There were a number of freebies being handed out. I haven’t seen a new Yammer T-shirt in years, and they were being handed out by the dozens. That itself is telling, but I found the iconography to be particularly interesting.
MVP Amy Dolzine
The renewed investment extended to the social events as well. The Yammer team hosted an event .
These investments are a clear sign, but what really matters is the product itself, and this is where the rubber hits the road. Yammer is becoming more and more tightly integrated with the Office 365 suite all of the time. A lot of architectural work has been done to facilitate this. In fact, next year, Microsoft will be dropping the standalone version of Yammer, and the Enterprise license along with it, making it first class component of Office 365. One look no further that the embedded Yammer conversation views:
In context Yammer conversations embedded in a SharePoint Publishing page
The above shows threaded discussions happening within the context of the content, in this case, a SharePoint publishing page. This is accomplished through the use of the new Yammer web part, which is built with the new SharePoint Framework, and delivered in Modern SharePoint pages. This feature is not available yet, but is coming very soon. The above image is not a mock -up. In fact, if you look at a list of modern web parts in a test environment today, there are only a couple that represent integration points – two of them stand out – Power BI, and Yammer.

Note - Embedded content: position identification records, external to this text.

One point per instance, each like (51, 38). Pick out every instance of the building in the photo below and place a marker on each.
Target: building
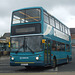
(4, 41)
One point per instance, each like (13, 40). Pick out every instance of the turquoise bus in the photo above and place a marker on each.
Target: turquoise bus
(38, 39)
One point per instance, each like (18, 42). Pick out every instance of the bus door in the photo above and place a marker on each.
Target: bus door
(47, 52)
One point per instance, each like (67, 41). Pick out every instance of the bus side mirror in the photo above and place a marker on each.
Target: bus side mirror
(9, 44)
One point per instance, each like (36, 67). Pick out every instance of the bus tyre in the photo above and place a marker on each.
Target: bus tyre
(54, 63)
(67, 60)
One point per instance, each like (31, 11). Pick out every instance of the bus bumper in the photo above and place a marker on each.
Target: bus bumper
(27, 63)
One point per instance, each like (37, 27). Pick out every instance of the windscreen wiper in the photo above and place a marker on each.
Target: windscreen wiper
(19, 49)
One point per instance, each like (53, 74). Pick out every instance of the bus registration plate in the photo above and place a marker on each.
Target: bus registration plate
(24, 64)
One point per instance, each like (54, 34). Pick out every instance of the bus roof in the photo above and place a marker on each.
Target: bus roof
(26, 8)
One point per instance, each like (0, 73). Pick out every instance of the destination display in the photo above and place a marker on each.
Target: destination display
(26, 29)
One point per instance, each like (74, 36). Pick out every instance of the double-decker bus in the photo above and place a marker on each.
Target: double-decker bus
(38, 39)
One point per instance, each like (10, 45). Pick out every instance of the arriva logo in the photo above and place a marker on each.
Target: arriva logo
(24, 57)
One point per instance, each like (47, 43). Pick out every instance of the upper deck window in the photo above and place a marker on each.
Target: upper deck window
(52, 21)
(57, 24)
(26, 15)
(46, 18)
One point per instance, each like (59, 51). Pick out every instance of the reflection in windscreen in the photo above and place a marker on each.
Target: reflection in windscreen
(24, 44)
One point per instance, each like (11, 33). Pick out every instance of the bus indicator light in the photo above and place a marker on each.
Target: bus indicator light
(43, 40)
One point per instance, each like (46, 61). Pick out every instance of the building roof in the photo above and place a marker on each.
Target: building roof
(72, 30)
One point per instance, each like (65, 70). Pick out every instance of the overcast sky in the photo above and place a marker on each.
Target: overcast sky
(64, 10)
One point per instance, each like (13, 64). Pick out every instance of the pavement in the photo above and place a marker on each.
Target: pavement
(59, 70)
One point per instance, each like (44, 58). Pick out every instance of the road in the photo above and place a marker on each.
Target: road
(6, 68)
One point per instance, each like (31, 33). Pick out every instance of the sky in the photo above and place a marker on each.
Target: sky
(63, 10)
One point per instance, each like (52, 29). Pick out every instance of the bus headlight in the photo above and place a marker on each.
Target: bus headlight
(37, 58)
(12, 58)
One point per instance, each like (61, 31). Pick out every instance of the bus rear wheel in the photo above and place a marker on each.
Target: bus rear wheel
(54, 63)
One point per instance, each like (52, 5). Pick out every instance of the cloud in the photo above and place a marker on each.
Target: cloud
(61, 9)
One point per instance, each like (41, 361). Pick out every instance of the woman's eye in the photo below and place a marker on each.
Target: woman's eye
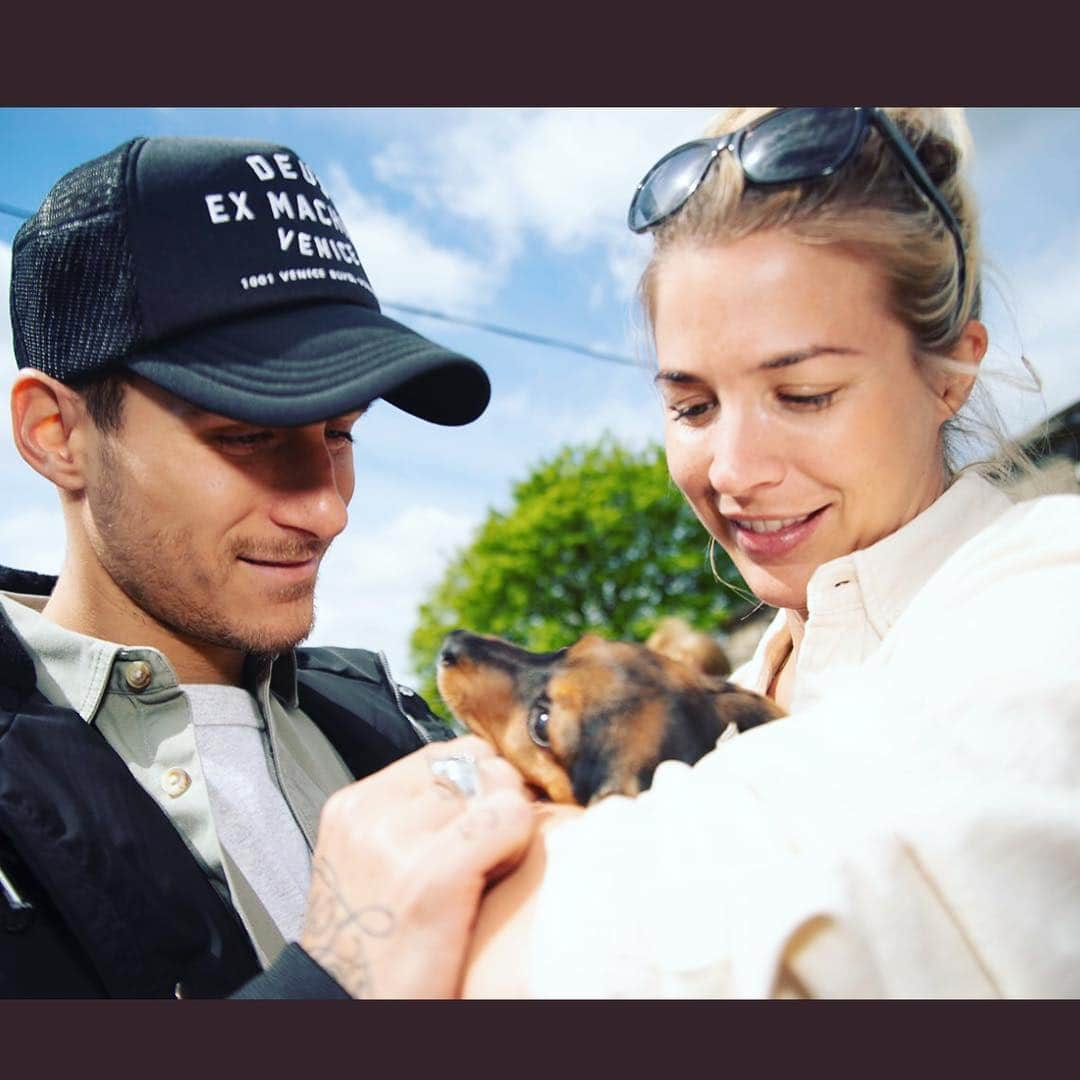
(808, 401)
(537, 725)
(690, 412)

Yammer is now an integral part of Office 365 Groups – another topic that was well represented at Ignite. I could attempt to articulate how this works, and why it matters, but this has already been done by Naomi Moneypenny here. There is also a Microsoft blog post discussing it available here. In a nutshell, Yammer will leverage all of the other Groups capabilities including SharePoint for document storage and OneNote for Notes capture, replacing its own native storage systems. Office 365 Groups will use Yammer for threaded discussions.

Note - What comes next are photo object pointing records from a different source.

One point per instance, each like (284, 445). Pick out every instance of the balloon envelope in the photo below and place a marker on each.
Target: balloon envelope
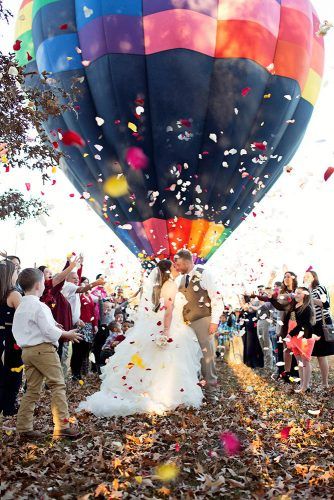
(216, 94)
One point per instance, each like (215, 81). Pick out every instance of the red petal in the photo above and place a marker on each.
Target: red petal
(17, 45)
(245, 91)
(71, 138)
(260, 145)
(285, 432)
(136, 158)
(185, 122)
(328, 173)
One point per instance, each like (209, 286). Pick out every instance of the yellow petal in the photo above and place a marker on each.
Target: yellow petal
(116, 186)
(137, 361)
(167, 472)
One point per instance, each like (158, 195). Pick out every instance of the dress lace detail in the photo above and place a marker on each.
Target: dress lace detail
(143, 378)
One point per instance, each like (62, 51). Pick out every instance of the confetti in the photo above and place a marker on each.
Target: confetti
(167, 472)
(230, 443)
(136, 360)
(136, 158)
(18, 369)
(99, 121)
(71, 138)
(329, 172)
(285, 432)
(132, 127)
(116, 186)
(245, 91)
(17, 45)
(87, 12)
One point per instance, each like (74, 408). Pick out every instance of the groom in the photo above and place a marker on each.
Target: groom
(202, 312)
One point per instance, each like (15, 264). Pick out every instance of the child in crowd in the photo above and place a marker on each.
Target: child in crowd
(224, 334)
(115, 337)
(37, 333)
(106, 317)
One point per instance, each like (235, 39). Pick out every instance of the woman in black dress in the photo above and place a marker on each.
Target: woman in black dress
(321, 301)
(300, 320)
(289, 286)
(11, 367)
(253, 355)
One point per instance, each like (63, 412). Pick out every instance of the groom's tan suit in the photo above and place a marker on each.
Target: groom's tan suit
(197, 313)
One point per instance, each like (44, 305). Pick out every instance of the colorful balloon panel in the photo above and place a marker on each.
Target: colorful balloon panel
(227, 87)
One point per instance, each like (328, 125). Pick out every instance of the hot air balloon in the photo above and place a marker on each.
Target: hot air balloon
(215, 94)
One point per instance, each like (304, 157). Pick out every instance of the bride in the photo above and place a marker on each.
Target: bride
(156, 367)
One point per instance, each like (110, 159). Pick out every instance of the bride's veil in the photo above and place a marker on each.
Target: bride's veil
(151, 291)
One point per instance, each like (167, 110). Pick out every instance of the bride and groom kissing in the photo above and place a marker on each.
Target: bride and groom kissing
(180, 302)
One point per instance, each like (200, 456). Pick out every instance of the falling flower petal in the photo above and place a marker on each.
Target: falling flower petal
(136, 158)
(116, 186)
(328, 173)
(71, 138)
(230, 443)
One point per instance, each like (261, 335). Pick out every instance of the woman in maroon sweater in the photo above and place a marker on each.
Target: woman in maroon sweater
(80, 353)
(52, 296)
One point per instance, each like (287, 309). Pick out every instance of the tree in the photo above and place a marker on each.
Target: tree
(23, 112)
(13, 205)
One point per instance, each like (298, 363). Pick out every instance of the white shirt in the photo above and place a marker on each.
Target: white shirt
(34, 324)
(69, 291)
(209, 284)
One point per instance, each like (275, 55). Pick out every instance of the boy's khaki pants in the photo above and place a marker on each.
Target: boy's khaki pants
(42, 361)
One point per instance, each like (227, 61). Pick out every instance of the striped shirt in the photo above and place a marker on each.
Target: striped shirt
(320, 293)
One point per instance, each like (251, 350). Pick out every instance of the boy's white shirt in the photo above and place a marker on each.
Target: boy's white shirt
(34, 324)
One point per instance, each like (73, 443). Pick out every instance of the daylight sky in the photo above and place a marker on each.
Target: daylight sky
(293, 226)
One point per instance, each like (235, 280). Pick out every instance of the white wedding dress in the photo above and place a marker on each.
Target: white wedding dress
(142, 377)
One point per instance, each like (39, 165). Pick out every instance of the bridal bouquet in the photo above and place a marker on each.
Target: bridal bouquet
(161, 341)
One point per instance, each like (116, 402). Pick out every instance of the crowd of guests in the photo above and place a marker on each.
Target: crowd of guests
(282, 326)
(64, 309)
(277, 330)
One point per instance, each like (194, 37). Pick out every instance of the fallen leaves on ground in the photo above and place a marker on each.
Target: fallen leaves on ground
(285, 452)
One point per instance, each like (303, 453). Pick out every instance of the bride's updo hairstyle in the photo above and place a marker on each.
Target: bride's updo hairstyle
(164, 266)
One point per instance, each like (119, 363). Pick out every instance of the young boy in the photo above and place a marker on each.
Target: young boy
(37, 333)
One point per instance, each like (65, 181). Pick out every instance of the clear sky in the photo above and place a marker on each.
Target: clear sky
(293, 226)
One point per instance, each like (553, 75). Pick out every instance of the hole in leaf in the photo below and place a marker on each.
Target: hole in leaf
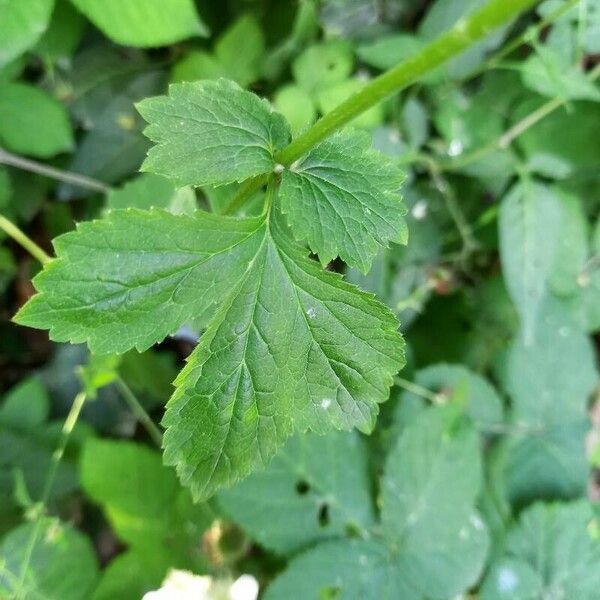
(302, 488)
(324, 515)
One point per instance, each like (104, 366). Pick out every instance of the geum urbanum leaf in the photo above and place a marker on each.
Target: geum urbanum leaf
(342, 199)
(211, 133)
(290, 346)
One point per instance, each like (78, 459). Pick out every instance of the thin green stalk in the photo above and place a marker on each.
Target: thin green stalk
(65, 436)
(508, 137)
(139, 411)
(463, 34)
(530, 33)
(13, 160)
(417, 389)
(23, 240)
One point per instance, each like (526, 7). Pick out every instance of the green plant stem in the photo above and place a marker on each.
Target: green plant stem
(23, 240)
(139, 411)
(463, 34)
(65, 436)
(507, 138)
(13, 160)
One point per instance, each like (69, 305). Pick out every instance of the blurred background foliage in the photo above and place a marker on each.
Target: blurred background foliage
(483, 472)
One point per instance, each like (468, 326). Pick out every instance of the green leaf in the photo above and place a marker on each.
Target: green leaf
(114, 145)
(342, 198)
(135, 277)
(551, 552)
(388, 51)
(329, 97)
(529, 222)
(549, 404)
(438, 452)
(317, 487)
(64, 33)
(142, 499)
(544, 148)
(241, 49)
(550, 75)
(296, 106)
(133, 573)
(148, 190)
(26, 406)
(291, 347)
(144, 23)
(211, 133)
(323, 65)
(23, 22)
(62, 566)
(432, 544)
(33, 122)
(343, 570)
(572, 253)
(481, 401)
(238, 55)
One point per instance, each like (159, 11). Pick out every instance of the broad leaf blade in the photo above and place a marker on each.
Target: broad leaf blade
(438, 452)
(348, 570)
(552, 552)
(133, 278)
(317, 487)
(62, 564)
(529, 222)
(342, 198)
(211, 133)
(23, 22)
(291, 347)
(144, 23)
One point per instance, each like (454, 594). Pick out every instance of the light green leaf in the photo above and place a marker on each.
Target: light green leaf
(291, 347)
(387, 51)
(62, 566)
(26, 406)
(133, 573)
(317, 487)
(323, 65)
(438, 452)
(571, 255)
(529, 222)
(329, 97)
(33, 122)
(241, 49)
(144, 23)
(64, 33)
(432, 544)
(550, 75)
(343, 570)
(211, 133)
(23, 22)
(551, 553)
(296, 106)
(141, 498)
(135, 277)
(481, 401)
(148, 190)
(539, 378)
(549, 404)
(342, 198)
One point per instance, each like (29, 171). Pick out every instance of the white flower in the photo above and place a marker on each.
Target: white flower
(183, 585)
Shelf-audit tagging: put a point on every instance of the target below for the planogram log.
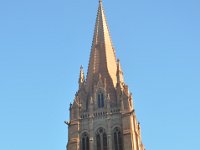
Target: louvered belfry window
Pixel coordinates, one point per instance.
(101, 139)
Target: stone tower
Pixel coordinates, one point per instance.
(102, 115)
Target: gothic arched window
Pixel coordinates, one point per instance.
(100, 98)
(101, 139)
(117, 139)
(85, 142)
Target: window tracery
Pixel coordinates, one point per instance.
(101, 139)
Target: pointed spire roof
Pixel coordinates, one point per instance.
(81, 77)
(102, 56)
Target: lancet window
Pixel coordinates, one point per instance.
(85, 142)
(101, 139)
(117, 139)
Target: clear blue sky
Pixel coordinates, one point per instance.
(44, 42)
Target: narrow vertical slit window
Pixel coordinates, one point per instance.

The approach to Yammer is different than the one we’ve become accustomed to. Yammer is to become an integral part of Office 365 Groups, providing the social component to the excellent content experience of Groups. Yammer becomes a part of a greater whole which, in my opinion is all to the good. Yammer has often been presented and used as a standalone solution. I’ve often felt that the threaded conversations in Yammer work well, but trying to use it for content management or event management is frustrating at best. Integration points between it and Office 365 have been poor to non-existent. The Yammer Add-in for SharePoint was recently removed from the store. Yammer groups have been different than Office 365 Groups leading to a disjointed experience. This is true no longer – now there are only Groups. The same group backing a SharePoint Team site backs Yammer’s social content. Yammer will also share OneDrive, OneNote and calendars, unifying all of the non-social content.
Yammer doesn’t appear to be going anywhere anytime soon.